Even with my company insurance, I am still paying off right at $3000 the insurance didn’t take care of, for the decongestive and aqua therapy modalities needed to stabilize my condition. That was a lot less that what my doctor wanted, but insurance draws the lines at “x” modalities for all lymphedema stabilizations. When I reached the insurance limits, I had to continue on my own, which meant it took even longer to get back to work. I was six months on disability pay, going further in the hole with what the insurance doesn’t cover. There are “x” modalities allowed to stabilize lymphedema. If yours is more advanced than what they have based their decision on, aw gee too bad!
I am fortunate that I am still able to work, because I’m in a catch twenty two, life and death situation. My job is actually bad for my lymphedema, can’t change because of my age and job market, so I have to keep working in an unhealthy environment to keep private insurance because Medicare doesn’t cover even the minimum for stage two lymphedema, so I can get medical help when I need it, which will be sooner, because I am working in a job that is bad for my lymphedema.

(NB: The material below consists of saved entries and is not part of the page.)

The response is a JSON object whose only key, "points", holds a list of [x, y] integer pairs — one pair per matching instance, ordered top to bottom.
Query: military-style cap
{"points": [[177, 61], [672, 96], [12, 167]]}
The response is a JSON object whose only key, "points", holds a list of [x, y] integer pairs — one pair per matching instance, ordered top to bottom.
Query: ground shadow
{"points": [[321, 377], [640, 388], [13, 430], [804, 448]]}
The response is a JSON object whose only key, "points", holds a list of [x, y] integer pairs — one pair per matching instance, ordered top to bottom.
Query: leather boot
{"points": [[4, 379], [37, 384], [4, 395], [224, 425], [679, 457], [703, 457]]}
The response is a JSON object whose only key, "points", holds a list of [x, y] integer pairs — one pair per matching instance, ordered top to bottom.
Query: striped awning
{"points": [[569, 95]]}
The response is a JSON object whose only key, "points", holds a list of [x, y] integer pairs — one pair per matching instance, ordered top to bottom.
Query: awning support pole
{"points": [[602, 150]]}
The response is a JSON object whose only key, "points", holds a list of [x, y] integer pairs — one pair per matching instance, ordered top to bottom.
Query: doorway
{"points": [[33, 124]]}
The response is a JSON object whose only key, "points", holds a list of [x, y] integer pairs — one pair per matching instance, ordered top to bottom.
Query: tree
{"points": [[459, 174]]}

When I thank God that I can still walk ; I also pray to open minds of those who make decisions for Medicare and private insurance companies. Open minds and eyes to really learn about lymphedema and how they could save money with more and discriminating support. It can be managed better and cheaper, when it isn’t allowed to escalate for lack of appropriate care. A simple example, Stage one will not require as many modalities of PT as will Stage two. If Stage two is treated with adequate modalities, they have a more stable recovery and better able to fight off infections that could destabilize them again and require more therapy, sooner. Support lymphedema by a best effort benefit level for the stage of the lymphedema of the claimant, not one benefit level for all stages.

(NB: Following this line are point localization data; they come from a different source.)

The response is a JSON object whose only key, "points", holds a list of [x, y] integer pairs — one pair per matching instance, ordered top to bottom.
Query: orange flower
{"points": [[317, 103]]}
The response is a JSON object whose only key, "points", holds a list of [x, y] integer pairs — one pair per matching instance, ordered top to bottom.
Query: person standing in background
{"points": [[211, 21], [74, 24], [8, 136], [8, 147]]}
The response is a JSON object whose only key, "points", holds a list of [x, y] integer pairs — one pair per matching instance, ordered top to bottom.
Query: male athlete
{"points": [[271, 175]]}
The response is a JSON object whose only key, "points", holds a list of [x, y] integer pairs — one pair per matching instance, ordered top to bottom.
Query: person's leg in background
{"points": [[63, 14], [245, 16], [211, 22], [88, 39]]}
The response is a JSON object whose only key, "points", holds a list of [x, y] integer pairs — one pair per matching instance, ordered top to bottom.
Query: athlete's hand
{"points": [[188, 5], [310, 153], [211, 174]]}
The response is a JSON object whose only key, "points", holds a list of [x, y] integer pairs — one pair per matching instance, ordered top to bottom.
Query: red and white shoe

This is not a disease from contagion, a risky or negligent lifestyle, or, except in rare cases, is it hereditary. It is caused by doctors who are trying to cure or treat something else. And too often, as it was for me, by doctors who meant well, but lacked the essential knowledge.
When this bill is passed, I know it won’t be that much longer and I will be able to quit working, get out of the catch twenty two loop, and have the time and energy to take the best care of myself that I am able to, or have the insurance means for a trained person to assist me in the doing. This will actually reduce Medicare’s costs for me to live a healthier life.
I hope it also mandates that all physicians must know what actions traumatize the lymphatic system, and how to recognize the early stages of this condition, so there isn’t another case like mine.